陽「なんで... 明日が準決勝じゃないかよ...」
  突然の事で頭が回らない陽。
  ふとテーブルを見ると
  『疲れた。』という遺言書みたいな物と
  明のスマホが置いてあった。
陽「暗証番号は...」
  誕生日だった。
  陽は明のスマホを見て
  自殺の原因を探ろうとした。
  朧げながらも
  それはすぐに分かった。
陽「何で...こんな事で...」
  明のスマホには
  明への誹謗中傷が残されていた。
  『拓夢が作るネタは面白いのに
  明のリアクションで台無しにしている。』
  SNSで明と拓夢の名前で検索をすると
  明への誹謗中傷が多いくらいだった。
  さらにはダイレクトメールで
  『拓夢とのコンビを解消しろ。
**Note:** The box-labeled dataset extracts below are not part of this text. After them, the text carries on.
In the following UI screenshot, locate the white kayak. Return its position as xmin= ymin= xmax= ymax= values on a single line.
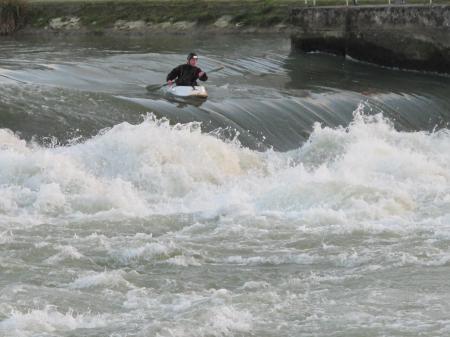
xmin=169 ymin=85 xmax=208 ymax=98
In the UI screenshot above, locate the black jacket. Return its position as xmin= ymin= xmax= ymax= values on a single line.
xmin=167 ymin=63 xmax=208 ymax=85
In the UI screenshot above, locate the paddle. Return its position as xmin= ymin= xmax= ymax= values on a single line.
xmin=145 ymin=66 xmax=225 ymax=91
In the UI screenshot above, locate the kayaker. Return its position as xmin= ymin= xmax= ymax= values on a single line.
xmin=167 ymin=53 xmax=208 ymax=86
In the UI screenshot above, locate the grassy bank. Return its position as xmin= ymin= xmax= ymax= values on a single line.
xmin=0 ymin=0 xmax=450 ymax=33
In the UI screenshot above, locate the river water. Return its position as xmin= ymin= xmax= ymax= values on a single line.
xmin=0 ymin=36 xmax=450 ymax=337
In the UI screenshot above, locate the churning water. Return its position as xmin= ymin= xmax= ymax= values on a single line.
xmin=0 ymin=32 xmax=450 ymax=337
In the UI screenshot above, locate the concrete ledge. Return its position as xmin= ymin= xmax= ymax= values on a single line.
xmin=290 ymin=5 xmax=450 ymax=73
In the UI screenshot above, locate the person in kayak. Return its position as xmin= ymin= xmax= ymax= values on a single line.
xmin=167 ymin=53 xmax=208 ymax=86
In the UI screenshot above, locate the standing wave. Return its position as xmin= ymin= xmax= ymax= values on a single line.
xmin=0 ymin=112 xmax=450 ymax=227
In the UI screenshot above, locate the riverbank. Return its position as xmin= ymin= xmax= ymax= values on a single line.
xmin=7 ymin=0 xmax=295 ymax=34
xmin=0 ymin=0 xmax=450 ymax=73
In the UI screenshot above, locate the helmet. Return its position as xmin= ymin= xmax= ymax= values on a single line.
xmin=188 ymin=53 xmax=198 ymax=61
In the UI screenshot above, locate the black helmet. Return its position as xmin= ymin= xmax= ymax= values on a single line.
xmin=188 ymin=53 xmax=198 ymax=61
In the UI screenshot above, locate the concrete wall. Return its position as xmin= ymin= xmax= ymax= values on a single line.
xmin=290 ymin=5 xmax=450 ymax=73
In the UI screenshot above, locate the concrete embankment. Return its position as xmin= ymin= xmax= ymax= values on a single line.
xmin=290 ymin=5 xmax=450 ymax=73
xmin=0 ymin=0 xmax=450 ymax=73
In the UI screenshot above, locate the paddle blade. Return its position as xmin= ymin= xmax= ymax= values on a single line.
xmin=145 ymin=83 xmax=167 ymax=91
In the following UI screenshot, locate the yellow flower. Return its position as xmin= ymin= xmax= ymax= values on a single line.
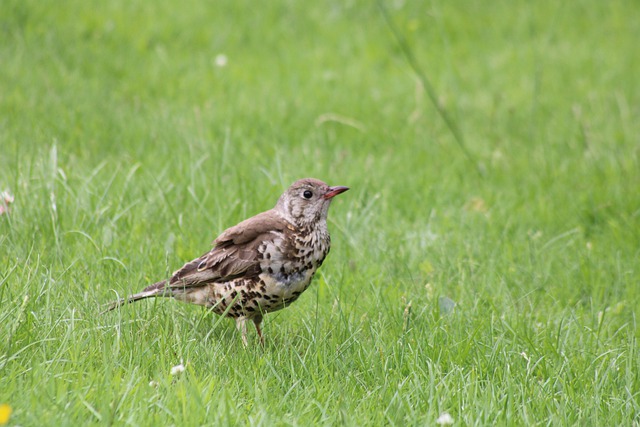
xmin=0 ymin=403 xmax=11 ymax=426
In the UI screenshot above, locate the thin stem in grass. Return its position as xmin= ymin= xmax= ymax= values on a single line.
xmin=377 ymin=0 xmax=484 ymax=177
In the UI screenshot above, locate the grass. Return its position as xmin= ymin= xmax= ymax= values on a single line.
xmin=0 ymin=0 xmax=640 ymax=426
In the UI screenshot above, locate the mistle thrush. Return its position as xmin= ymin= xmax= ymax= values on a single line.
xmin=106 ymin=178 xmax=348 ymax=345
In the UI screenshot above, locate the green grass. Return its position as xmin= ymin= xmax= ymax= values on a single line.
xmin=0 ymin=0 xmax=640 ymax=426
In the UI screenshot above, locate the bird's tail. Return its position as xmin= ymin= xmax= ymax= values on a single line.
xmin=100 ymin=280 xmax=171 ymax=314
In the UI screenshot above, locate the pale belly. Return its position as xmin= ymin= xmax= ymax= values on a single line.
xmin=174 ymin=269 xmax=315 ymax=318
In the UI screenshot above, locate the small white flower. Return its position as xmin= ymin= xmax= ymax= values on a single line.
xmin=215 ymin=53 xmax=228 ymax=67
xmin=171 ymin=363 xmax=184 ymax=375
xmin=436 ymin=412 xmax=453 ymax=426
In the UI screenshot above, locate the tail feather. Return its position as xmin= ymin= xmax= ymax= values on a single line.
xmin=100 ymin=280 xmax=171 ymax=314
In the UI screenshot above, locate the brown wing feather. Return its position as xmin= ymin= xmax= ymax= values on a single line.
xmin=162 ymin=211 xmax=288 ymax=288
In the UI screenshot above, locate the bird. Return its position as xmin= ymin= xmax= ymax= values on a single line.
xmin=103 ymin=178 xmax=349 ymax=346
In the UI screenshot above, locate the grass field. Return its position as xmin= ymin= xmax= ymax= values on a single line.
xmin=0 ymin=0 xmax=640 ymax=426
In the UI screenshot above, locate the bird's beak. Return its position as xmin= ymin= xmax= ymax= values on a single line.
xmin=324 ymin=185 xmax=349 ymax=199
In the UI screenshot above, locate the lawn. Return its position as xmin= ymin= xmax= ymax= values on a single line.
xmin=0 ymin=0 xmax=640 ymax=426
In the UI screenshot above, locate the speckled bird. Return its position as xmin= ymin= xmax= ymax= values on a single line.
xmin=105 ymin=178 xmax=349 ymax=345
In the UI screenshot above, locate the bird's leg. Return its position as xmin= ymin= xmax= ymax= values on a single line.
xmin=236 ymin=317 xmax=249 ymax=347
xmin=253 ymin=316 xmax=264 ymax=347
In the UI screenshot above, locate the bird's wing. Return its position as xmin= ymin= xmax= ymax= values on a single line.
xmin=162 ymin=211 xmax=290 ymax=288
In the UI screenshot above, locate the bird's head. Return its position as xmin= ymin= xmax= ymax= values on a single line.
xmin=276 ymin=178 xmax=349 ymax=227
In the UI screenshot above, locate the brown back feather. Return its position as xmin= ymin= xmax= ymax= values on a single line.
xmin=162 ymin=210 xmax=288 ymax=288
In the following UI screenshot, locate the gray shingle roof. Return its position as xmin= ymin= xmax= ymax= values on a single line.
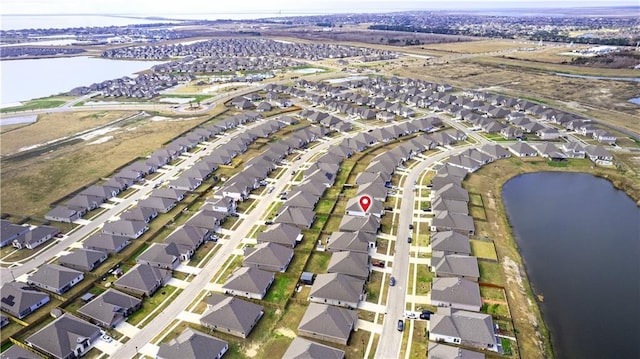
xmin=242 ymin=242 xmax=293 ymax=268
xmin=114 ymin=264 xmax=171 ymax=292
xmin=309 ymin=273 xmax=365 ymax=302
xmin=0 ymin=282 xmax=49 ymax=318
xmin=58 ymin=249 xmax=107 ymax=268
xmin=432 ymin=254 xmax=480 ymax=278
xmin=298 ymin=303 xmax=358 ymax=340
xmin=78 ymin=289 xmax=141 ymax=326
xmin=431 ymin=277 xmax=482 ymax=308
xmin=156 ymin=328 xmax=229 ymax=359
xmin=431 ymin=231 xmax=471 ymax=254
xmin=222 ymin=267 xmax=275 ymax=294
xmin=427 ymin=342 xmax=484 ymax=359
xmin=282 ymin=337 xmax=344 ymax=359
xmin=28 ymin=264 xmax=83 ymax=288
xmin=429 ymin=308 xmax=496 ymax=345
xmin=26 ymin=313 xmax=100 ymax=358
xmin=327 ymin=251 xmax=369 ymax=278
xmin=200 ymin=293 xmax=263 ymax=335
』
  『せっかくテレビに出れたのに
  明くんは一回も発言が無かったね?笑』
  ファンなのか複数の人からの
  メッセージで溢れていた。
陽「こんな事になってたなんて...」
  一緒に住んでいたのに
  明の苦しみに気付かなかった...
  陽は自分への情けなさで
  今にも死にたい気持ちになった。

〇ディベート会場(モニター無し)
「どーも!ありがとうございました!!」
  大学生の時に明と陽はコンビを組んで
  サークルで漫才をしていた。
明「陽... 俺はやっぱプロになりたいよ!」
  明はプロを目指していた。
陽「・・・ごめん」
  しかし、引っ込み思案で人見知りな陽は
  プロになるだなんて考えていなかった。
  明と漫才を始めたのも
  大学で居場所が無い陽を見兼ねて
  明が無理矢理、漫才サークルに入れたためだった。
明「そっか... でも、俺はテレビに出る人気芸人になってやるからな!」

〇怪しい部屋
  明との思い出に浸っていた陽...
陽「もうすぐ、だったじゃないか...」
  しかし、ふとある事が陽の脳裏に浮かんだ。
陽「自殺したのは僕...?」
  自殺をしたのは明ではなく陽。
  明として明日の大会に出れば、
  明の夢は叶うかもしれない...
  幸い、というか
  明と陽は両親と死別をしている。
  明が死んだ事は陽しか知らない。
  明を応援している事だけが
  生き甲斐だった陽が、
  それを行動に移すのに
  そう時間はかからなかった。

〇ホールの舞台袖
「はぁ...はぁ...」
拓夢「やったな! まだ会場中が湧き上がっているよ!」
  出番が終わり、確かな手応えを感じた2人。
明(陽)「あぁ、やったな!!」
  明への応援が全てだった陽は
  ネタを完璧に覚えていた。
拓夢「...で、話ってなんだよ?」
明(陽)「あぁ...実は...」
明(陽)「陽が自殺した」
拓夢「はぁ!? 何言ってんだよ?? 笑えない冗談やめろよ!」
明(陽)「本当なんだ...」
明(陽)「拓夢には漫才に集中して欲しくて... 今まで黙っててゴメン...」
拓夢「本当なのか...?」
拓夢「何で...陽...」
  もちろん拓夢は陽の事を知っている。
  2人の住処にネタ作りで泊まり込みもしていた。
  そして...

〇黒
  明が自殺をした事も知っていた。
  昨日、陽よりも先に
  明の自殺現場にいた拓夢。
  明のスマホから、
  『お前はいつまで俺の足を引っ張るんだ!』
  自分とのやり取りのメッセージを消して
  現場から立ち去っていた。
  自分の女性ファンを使って
  明への誹謗中傷を送らせていたのも拓夢だった。
  明を精神的に追い詰めていたのは拓夢だった。

〇ディベート会場(モニター無し)
  学生の時に拓実は
  明と陽の漫才を
  観客として見ていた。
  その時に目を付けたのは陽だった。
  陽は天性の物を持っている。
  実際、明より陽の方が面白かったのだ。
  しかし、お笑い養成所で出会ったのは明だった。

〇黒
  こうも上手く行くとは思っていなかったが、
  無事に陽を相方にする事が出来た拓夢。
拓夢「これからよろしくな!陽!! 2人で人気芸人になろうぜ!!」
  大会の結果はまだ出てないが、
  確かな手応えを感じた拓夢だった。

コメント

  • 最後すっごく怖かったです。
    才能のある方を選びたかったのはわかりますが、自殺に追い込むまでやったら、人としてダメな気がします。
    でも、このままこのコンビは人気になっていくんだろうなぁとも思うんですよ。

  • 陽の才能を見込んで大学生の時からコンビを組むことを考えていたとは。そこで明を自殺に追い込む事で見事にコンビが組めたなんて凄すぎです。漫才師以外の才能があります。

  • いやぁまさかまさかの展開でした。
    でも最初からの計画通り…。
    いつかはバレるのかなぁ…。
    それともこの先ずっと影武者でやっていくのか…。